Contract Exclusion Potentially Bars Coverage for Claim Under Construction Company’s D&O Policy
The United States Court of Appeals for the Ninth Circuit, applying California law, has held that a triable issue of fact existed as to whether a D&O insurer was obligated to indemnify its insured for loss stemming from a defective construction lawsuit. S.J. Amoroso Constr. Co. v. Exec. Risk Indem., Inc., 2009 WL 1154202 (9th Cir. Apr. 30, 2009). The court held that the misrepresentations at issue in the underlying claim qualified as a wrongful act under the policy, but also determined that the policy's contract exclusion potentially barred coverage for that claim.
The insured and a second corporation (the Co-Owner), both construction companies, co-owned a limited liability company (the LLC).
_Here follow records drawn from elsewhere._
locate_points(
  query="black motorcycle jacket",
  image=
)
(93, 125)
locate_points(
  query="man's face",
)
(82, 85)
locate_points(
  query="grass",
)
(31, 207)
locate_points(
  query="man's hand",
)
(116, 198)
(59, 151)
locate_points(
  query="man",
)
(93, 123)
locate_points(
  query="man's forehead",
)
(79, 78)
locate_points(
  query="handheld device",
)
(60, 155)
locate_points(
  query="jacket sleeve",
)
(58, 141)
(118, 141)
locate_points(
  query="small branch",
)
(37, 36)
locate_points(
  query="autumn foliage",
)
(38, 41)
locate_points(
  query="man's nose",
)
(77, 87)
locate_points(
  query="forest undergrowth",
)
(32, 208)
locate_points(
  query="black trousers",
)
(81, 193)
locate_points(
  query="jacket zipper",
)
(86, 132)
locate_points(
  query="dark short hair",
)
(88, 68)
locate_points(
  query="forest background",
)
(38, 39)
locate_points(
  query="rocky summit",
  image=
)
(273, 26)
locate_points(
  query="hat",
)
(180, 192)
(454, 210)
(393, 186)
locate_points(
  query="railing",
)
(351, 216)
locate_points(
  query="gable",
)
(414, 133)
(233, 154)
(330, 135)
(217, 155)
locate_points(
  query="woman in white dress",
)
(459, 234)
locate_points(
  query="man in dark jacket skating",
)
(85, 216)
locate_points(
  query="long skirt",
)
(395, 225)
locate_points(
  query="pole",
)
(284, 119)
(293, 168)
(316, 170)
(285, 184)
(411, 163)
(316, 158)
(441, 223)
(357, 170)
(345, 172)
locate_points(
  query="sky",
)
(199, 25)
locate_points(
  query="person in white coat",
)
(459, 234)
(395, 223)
The Co-Owner entered into a construction contract with a property group in 2000. In 2001, the Co-Owner sought to assign this contract to the LLC. The insured, the Co-Owner, and the LLC agreed to the assignment and sought the property group's consent. In so doing, the insured's president told the property group that LLC's liability was assigned to both owners and, thus, that the LLC was financially stronger than the Co-Owner. In part on the basis of this representation, the property group consented to the assignment. However, the insured later argued that its president was not authorized to make such representations on its behalf.
In 2002, the property group filed a lawsuit against the LLC, the Co-Owner, the LLC's subcontractors, and the insured, alleging material construction defects. Among other allegations, the property group asserted that the insured misrepresented that the property group would benefit from the assignment of the contract from the Co-Owner to LLP because liability would be assigned to both the Co-Owner and the insured. The insured tendered the claim to its D&O insurer, which denied coverage, and the insured sued. The district court granted summary judgment for the insurer, holding that: (1) the president acted in his individual capacity, and not on behalf of the insured, in making the representations at issue; and (2) the policy's contract exclusion barred coverage. [That decision was summarized in the December 2007 Executive Summary.]
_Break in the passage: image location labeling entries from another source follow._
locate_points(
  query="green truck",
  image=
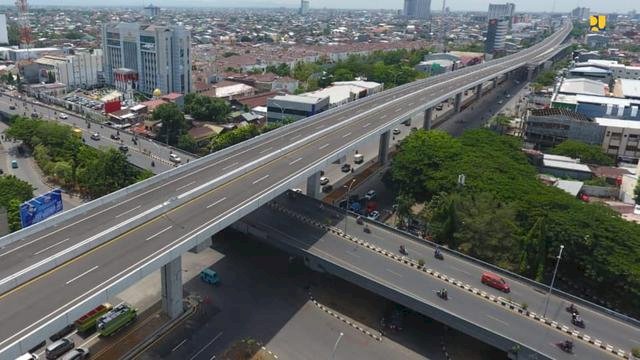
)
(88, 321)
(121, 316)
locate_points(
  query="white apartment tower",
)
(157, 57)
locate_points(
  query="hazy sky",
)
(522, 5)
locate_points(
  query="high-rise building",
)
(304, 7)
(4, 37)
(500, 11)
(155, 57)
(496, 35)
(417, 9)
(580, 13)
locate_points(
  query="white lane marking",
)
(81, 275)
(206, 346)
(262, 178)
(393, 272)
(498, 320)
(462, 271)
(217, 202)
(90, 340)
(49, 247)
(128, 211)
(230, 166)
(178, 346)
(158, 233)
(184, 186)
(295, 161)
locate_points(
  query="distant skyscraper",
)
(155, 57)
(417, 9)
(502, 11)
(304, 7)
(581, 13)
(4, 38)
(496, 35)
On appeal, the Ninth Circuit disagreed that the claim did not fall under the policy's insuring agreement because the president was acting in his individual capacity. Citing Farmers Insurance Group v. County of Santa Clara, 11 Cal. 4th 992, 1003 (Cal. 1995), the court noted that "employees may be said to act within the scope of their employment, even when their actions are not authorized by their employer, so long as their actions are not so unusual or startling that it would seem unfair to include the loss resulting from it among other costs of the employer's business." Finding that the president's acts were not so "unusual or startling" that they should be classified as actions taken in his individual capacity, the court held that the alleged misrepresentations qualified as a wrongful act committed by the insured.
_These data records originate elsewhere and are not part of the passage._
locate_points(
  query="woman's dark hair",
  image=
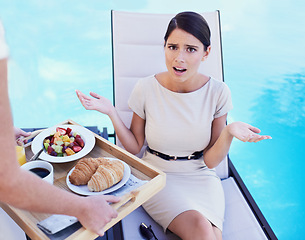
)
(192, 23)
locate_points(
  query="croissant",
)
(106, 176)
(84, 170)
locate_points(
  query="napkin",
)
(56, 223)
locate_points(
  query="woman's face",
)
(183, 55)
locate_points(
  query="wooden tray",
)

The Ninth Circuit also held that the district court erred by granting summary judgment for the insurer based on the existence of a contract exclusion in the policy. The contract exclusion excluded claims "arising from" liability "under any written or oral contract or agreement." The court noted that the underlying claim alleged, in part, that the insured made misrepresentations that induced the property group to contract with the LLC: "[t]his theory of liability . . . depends on the fact that [the insured] was not a party to the construction contract and, therefore, did not have liability under the contract." Under this theory, the court held, the insured's liability was not liability under a contract or agreement, as required by the contract exclusion. However, the court further held that a triable issue of fact remained with respect to whether the president's statements to the property group created a separate contract or agreement. If so, the court reasoned, the insured's liability would arise under such contract or agreement, and the contract exclusion would bar coverage.